The man whistled, and the sound of galloping hooves could be heard. A beautiful coppery bay with jet black mane and tail came up to the gate. He had a blaze that resembled a tadpole. He was short-backed and stood at about 16 hands, his body in good condition for the circumstances. But he had a bleeding growth on his back fetlock: proud flesh. He certainly needed a better home and some restorative care.”

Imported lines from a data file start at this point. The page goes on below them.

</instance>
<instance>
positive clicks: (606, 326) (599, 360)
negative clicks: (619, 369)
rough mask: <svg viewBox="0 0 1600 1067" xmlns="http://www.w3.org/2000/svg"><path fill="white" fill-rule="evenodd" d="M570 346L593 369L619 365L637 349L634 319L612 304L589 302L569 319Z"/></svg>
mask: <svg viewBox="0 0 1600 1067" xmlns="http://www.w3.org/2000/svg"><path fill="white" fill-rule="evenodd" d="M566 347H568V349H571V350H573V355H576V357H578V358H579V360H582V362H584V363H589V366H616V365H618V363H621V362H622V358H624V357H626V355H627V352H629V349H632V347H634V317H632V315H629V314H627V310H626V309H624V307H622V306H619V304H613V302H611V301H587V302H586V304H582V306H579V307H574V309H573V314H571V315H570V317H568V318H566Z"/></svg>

Kristin had no luck finding a home for the needy colt. A month after her visit she received an from the cow farmer, begging her to take the horse, “he took to you the best, I’ll give him to you for free.” Kristin made arrangements with her barn and worked very hard to pay the board on both horses. She renamed J.R's Heat to Fresco--Spanish for “fresh” and fitting his feisty disposition.
Kristin nurtured Fresco back to health; “when I finally rode him, he was perfect. It was through my experiences training him that I finally learned how to jump.”
|Kristin & Fresco|
Six months later, Kristin moved home to New York. Fresco arrived a month later – he too was struggling. “He had a club foot, and it was hard for me to keep him sound at times, especially in limited turnout,” Kristin said. She was not only losing hope, but also losing money trying to work with vets and farriers. She wondered if it would be better to move him into a pasture pal position or with a new owner. “Fresco was feisty and a little territorial, and an owner without an understanding of Thoroughbreds might mistake his quirks and special needs for meanness. I was determined to wait until I could place him properly, even if it was fiscally tenuous for me,” she said. Kristin remembers the time as personally challenging. “I was unsure of my future or my goals, I was very unhappy. I was only 21, and partying often to numb my discomfort and uncertainty. It felt like I was in a downward spiral and out of touch with my true self.”
Yet Kristin’s good deeds with horses did not go unnoticed. In early February 2011, she received an unexpected email from Buff Bradley’s exercise rider Jeff, he said, “Jump Start Now needs a home!” Jeff went on to explain that Jump Start Now, now a gelding, had had a very small bowed tendon. He was rested for several months and was now healthy and ready for work. Kristin said, “he asked if I knew anyone who wanted him -- I said that I wanted to take him, but I already had a horse I was seeking to place.”
Kristin thought more about how to re-home Fresco safely. Networking again, after weeks of phone calls, she managed to place him on a large farm in Alabama that provided equine therapy for wounded Veterans and the disabled. She said, “I thought it would be a good fit for my fair-weather Fresco. I knew it would be perfect to see my horse--who had been dumped and left for dead in a field--healing the hearts of humans.”
|Guinness after a beauty treatment by Kristin|
Jump Start Now, shipped to Kristin on May 25th, 2011. She renamed him GUINNESS; “within 30-minutes of arriving, he was hunkered down and falling asleep as I groomed him and gave him a new and improved haircut.”
Today, Kristin and Guinness are successfully Eventing and competing in combined tests, hunter trials, and paces. The pair has consistently earned top honors and even a high point year-end award. In the off-season they enjoy time on the trails. Kristin says, “though there have been some bumps in the road, every single time I spend any time doing anything with him, I realize just how extraordinarily lucky I am.”